Led by the hooky as hell single, “Sex on Fire,“ Only By the Night sees them returning to their Southern roots for further examination and, according to Caleb Followill, a more rocking sound. Perhaps a break-up is just what the boys needed to propel them back to their crunchy origins.
And then there’s Ben Folds.* Let’s be honest, he stopped mattering years ago. Yet to this day, there remains a place in my heart for my high school favorite, so I will probably always feel a twinge of excitement whenever something new comes along, sort of like my dad with Jimmy Buffett (sans the vacuous songwriting and devastating lack of talent).
So I’ll listen. Once. Maybe three times. And I’ll hope that it clicks. But it probably won’t. And then I’ll go back to the three aforementioned mentioned albums and allow those to fill my fall evenings with sweet, quivering audible nectar.
Finally, The Foot Fist Way might have me more excited than any of the above. Since it wasn’t released on the Cape this summer and I was too lazy to drag my ass to Boston for a viewing, I am frothing at the mouth to see my favorite new comedic talent chew some serious scenery.
After stealing just about everything he’s been in, including two of the summer’s biggest hits, Pineapple Express and Tropic Thunder, the idea of him as the central character in a ridiculous comedy is cinematic heaven. It’s been a long time coming, so hopefully the guy who brought us Bust-Ass in David Gordon Green’s criminally under-seen All the Real Girls has the chops he’s been hinting at all along.
So there you have it. If you don’t care about this Tuesday now, nothing can convince you otherwise. I tried. And if you do care, I’m glad I could make an impact.
Unless I didn’t. You might have already known all of this and made me waste an hour of my time informing you of my unbridled passion for indie rock, in which case, good for you.
Either way, you can sleep safe with the knowledge that there is another geek out there desperately waiting for the same hot commodities you are.**
*Last week, I found myself in the midst of karaoke night at the town bar (that’s right, singular, as in only bar in town), wrestling with the idea of singing “Brick,“ mostly so I could shout “This song’s about abortion!” mid-song.
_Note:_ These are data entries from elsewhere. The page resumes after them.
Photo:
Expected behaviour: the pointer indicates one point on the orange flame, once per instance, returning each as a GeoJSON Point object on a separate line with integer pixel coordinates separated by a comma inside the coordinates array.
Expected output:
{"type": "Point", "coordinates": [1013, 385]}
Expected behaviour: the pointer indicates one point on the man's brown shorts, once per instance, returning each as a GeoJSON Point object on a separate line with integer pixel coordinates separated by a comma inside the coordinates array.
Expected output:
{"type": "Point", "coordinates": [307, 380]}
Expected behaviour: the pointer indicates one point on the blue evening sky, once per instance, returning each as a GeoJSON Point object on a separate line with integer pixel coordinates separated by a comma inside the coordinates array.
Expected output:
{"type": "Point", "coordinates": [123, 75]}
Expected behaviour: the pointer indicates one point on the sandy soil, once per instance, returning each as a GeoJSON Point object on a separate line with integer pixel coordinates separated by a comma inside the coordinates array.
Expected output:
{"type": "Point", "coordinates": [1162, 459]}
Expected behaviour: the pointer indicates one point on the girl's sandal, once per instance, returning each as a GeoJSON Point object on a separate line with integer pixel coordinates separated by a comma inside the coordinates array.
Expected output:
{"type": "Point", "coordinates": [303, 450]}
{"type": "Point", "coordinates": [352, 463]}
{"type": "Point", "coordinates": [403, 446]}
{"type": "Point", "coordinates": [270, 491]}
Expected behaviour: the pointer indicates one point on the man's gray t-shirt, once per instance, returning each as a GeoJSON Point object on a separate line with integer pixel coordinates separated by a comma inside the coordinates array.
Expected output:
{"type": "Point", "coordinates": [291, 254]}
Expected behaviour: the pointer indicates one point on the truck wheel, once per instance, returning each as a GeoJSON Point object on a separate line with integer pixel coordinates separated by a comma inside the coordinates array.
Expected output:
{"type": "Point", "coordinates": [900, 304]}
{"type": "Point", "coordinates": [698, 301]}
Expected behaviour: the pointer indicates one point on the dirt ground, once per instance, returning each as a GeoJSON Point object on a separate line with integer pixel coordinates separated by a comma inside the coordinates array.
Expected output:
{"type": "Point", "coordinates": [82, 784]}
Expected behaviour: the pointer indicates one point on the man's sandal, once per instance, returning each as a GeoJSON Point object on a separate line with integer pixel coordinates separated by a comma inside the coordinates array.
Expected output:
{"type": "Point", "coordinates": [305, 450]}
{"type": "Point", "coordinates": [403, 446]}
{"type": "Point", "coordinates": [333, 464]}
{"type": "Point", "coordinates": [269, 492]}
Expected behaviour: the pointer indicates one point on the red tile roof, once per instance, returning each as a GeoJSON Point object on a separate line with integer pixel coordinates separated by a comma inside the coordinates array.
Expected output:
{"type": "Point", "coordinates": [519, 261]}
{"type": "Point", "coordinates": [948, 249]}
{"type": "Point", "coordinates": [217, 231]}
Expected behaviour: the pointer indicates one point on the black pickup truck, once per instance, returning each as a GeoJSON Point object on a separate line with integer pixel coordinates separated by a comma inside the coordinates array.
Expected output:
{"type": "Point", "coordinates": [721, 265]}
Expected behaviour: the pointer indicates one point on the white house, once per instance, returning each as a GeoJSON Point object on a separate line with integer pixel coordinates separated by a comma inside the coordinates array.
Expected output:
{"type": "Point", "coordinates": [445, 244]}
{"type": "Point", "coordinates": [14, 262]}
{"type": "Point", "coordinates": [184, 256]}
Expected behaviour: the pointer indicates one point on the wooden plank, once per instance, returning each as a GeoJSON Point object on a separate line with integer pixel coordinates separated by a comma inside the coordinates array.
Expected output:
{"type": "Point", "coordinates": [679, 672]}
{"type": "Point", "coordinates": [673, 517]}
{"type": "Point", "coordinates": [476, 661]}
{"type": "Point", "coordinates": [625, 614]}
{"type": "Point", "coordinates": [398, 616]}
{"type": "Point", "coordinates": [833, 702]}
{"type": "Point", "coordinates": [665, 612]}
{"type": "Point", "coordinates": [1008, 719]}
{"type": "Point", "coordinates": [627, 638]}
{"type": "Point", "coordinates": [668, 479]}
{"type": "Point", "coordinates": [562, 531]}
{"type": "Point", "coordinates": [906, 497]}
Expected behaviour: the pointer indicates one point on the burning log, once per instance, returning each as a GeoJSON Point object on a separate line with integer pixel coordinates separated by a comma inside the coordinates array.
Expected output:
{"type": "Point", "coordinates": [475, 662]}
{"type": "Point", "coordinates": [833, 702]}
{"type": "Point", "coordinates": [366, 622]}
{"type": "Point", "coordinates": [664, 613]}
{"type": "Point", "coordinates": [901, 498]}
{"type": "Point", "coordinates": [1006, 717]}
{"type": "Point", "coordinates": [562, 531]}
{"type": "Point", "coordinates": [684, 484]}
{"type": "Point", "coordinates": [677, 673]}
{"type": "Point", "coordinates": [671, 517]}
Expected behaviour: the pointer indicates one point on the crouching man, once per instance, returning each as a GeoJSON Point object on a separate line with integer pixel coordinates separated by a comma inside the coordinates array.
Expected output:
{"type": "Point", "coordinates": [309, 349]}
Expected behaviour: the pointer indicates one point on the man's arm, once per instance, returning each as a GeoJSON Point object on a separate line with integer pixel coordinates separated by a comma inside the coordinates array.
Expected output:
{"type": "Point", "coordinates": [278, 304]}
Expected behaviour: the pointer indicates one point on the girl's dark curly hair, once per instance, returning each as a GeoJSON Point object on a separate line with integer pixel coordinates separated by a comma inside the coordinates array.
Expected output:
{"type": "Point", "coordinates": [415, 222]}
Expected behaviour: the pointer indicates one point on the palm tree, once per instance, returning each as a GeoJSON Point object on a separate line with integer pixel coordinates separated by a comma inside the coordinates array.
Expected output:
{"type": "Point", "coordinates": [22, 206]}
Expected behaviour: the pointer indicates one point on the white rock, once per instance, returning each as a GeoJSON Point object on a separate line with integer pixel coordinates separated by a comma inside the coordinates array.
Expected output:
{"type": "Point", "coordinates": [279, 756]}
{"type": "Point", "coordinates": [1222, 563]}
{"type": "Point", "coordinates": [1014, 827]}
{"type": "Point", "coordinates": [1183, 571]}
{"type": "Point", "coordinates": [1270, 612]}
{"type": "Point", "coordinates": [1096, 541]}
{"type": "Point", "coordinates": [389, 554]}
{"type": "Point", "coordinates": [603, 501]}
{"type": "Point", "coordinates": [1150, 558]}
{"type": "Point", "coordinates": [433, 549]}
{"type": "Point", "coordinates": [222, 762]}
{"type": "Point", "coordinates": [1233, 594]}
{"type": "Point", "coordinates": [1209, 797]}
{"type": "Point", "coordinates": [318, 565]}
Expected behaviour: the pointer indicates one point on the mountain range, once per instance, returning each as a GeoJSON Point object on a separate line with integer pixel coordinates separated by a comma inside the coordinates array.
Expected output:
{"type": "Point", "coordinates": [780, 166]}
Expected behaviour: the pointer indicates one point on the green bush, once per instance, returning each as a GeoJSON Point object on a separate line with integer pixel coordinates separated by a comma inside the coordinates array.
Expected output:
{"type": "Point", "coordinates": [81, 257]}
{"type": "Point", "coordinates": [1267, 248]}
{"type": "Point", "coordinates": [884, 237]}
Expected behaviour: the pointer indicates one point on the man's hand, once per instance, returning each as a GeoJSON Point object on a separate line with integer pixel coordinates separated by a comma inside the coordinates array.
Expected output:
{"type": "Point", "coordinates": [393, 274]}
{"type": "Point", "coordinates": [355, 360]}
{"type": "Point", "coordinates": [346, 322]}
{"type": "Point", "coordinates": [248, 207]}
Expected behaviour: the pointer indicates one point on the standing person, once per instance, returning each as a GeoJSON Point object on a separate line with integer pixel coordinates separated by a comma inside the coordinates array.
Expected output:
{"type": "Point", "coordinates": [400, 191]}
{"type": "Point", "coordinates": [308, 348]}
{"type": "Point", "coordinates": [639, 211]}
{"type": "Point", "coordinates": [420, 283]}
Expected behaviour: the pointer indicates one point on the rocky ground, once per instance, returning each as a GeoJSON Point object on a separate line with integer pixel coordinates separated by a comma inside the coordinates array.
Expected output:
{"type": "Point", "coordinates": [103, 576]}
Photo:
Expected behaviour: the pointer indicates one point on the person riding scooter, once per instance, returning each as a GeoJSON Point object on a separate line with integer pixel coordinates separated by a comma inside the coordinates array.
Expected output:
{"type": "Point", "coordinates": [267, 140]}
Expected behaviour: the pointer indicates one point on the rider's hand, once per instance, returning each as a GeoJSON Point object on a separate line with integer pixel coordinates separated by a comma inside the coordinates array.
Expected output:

But I didn’t. Maybe I wasn’t drunk enough. Maybe I thought people would drown themselves in beer. But at least I came up with a more depressing bar song than my brother’s favorite, The Eagles’ “Desperado.” But then, there’s always next week.
**Please note that if you like any of these suggestions, you should already be listening to Bon Iver’s record For Emma, Forever Ago. It’s maybe better than all four of these albums. I may regret that statement next Wednesday, but I doubt it.